É de grande importância a busca por se especializar sempre no tema, compreender os fenômenos que levam um indivíduo a cometer um crime, saber trilhar os caminhos que levam as possibilidades de identificar quem realmente tem chance de ser reabilitado, e quem, por uma constituição irreversível psíquica, é impenetrável no tocante a questão de tratamentos e medidas sócio- educativas (MORANA, 2003).
Diante disso, configura-se, de que lutar por este propósito é lutar por todas as pessoas de bem que almejam um mundo menos violento e mais justo, e que, em hipótese alguma isto seria uma arrogante pretensão da psicologia, como alguns podem vir a pensar, mas sim a consciência de que o fim da maldade é uma utopia, porém sua diminuição é um processo que pode ser trabalhado pelo menos no sentido da punição (BONFIM, 1994).
5. Considerações Finais
É perceptível a complexidade do tema levantado neste trabalho e o extenso caminho de pesquisas e estudos em torno da psicopatia, suas nuances e a dificuldade dos profissionais da área forense para direcionar indivíduos que são psicopatas rumo a medidas cabíveis para tal situação, visando tanto a segurança da sociedade como também uma melhor organização no sistema carcerário.

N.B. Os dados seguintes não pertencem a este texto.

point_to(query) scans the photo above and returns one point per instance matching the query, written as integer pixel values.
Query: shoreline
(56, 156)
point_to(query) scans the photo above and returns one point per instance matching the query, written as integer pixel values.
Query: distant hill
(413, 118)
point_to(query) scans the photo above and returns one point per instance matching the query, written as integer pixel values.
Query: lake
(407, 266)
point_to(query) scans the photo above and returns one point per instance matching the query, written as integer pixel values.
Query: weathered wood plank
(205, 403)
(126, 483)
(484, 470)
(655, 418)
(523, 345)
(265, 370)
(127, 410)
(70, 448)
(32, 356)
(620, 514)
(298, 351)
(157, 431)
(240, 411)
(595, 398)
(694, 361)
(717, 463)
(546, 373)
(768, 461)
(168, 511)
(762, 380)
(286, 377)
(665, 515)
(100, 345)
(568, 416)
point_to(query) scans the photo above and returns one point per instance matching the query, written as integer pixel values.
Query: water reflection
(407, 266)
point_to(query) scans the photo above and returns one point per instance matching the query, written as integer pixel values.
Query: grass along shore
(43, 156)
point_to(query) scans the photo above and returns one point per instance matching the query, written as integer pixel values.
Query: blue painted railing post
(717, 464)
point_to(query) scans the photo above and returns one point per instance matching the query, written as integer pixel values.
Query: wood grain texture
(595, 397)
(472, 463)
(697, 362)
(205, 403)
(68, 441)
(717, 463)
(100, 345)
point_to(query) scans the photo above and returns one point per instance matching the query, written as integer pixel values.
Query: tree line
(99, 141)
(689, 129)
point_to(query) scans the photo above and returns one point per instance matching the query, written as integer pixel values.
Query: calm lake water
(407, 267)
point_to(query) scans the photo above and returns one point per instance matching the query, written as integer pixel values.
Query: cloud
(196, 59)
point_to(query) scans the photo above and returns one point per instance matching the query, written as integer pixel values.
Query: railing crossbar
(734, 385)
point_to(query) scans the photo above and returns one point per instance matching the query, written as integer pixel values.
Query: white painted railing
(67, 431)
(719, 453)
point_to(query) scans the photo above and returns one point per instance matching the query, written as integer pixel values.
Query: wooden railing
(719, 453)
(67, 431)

Faz-se mais que necessário, esclarecer para toda a população a diferença por trás das intenções dos crimes e delitos cometidos por indivíduos psicopatas e indivíduos que tem algum transtorno mental, pois assim, a consciência da importância da ênfase em torno da doença mental e as melhorias das condições de tratamento para a mesma, poderiam serem levados mais a sério.
Os estudos e pesquisas em torno da psicopatia vem ganhando espaço no Brasil e a PCL-R adaptada para o país trouxe novas possibilidades de diferenciar esses indivíduos dos criminosos comuns, porém, é visível a necessidade de mais planejamento e organização para que essa diferenciação dê mais resultados no tocante a questão de ressocialização dos indivíduos que são os detentos que não possuem uma perversão patológica que direciona a reincidências de crimes mesmo cumprindo pena.
Os psicólogos dentro desta vertente devem se ater ao fato de que o que mostra a psicopatia de um indivíduo não é o episódio de ter cometido algo grave ou chocante, mas sim a frieza e tendência a não parar de cometer esses atos, visando através de respaldos resultantes de estudos, esclarecer a população que essa reincidência acontece pelo fato de essa necessidade criminosa estar na constituição de sua própria personalidade.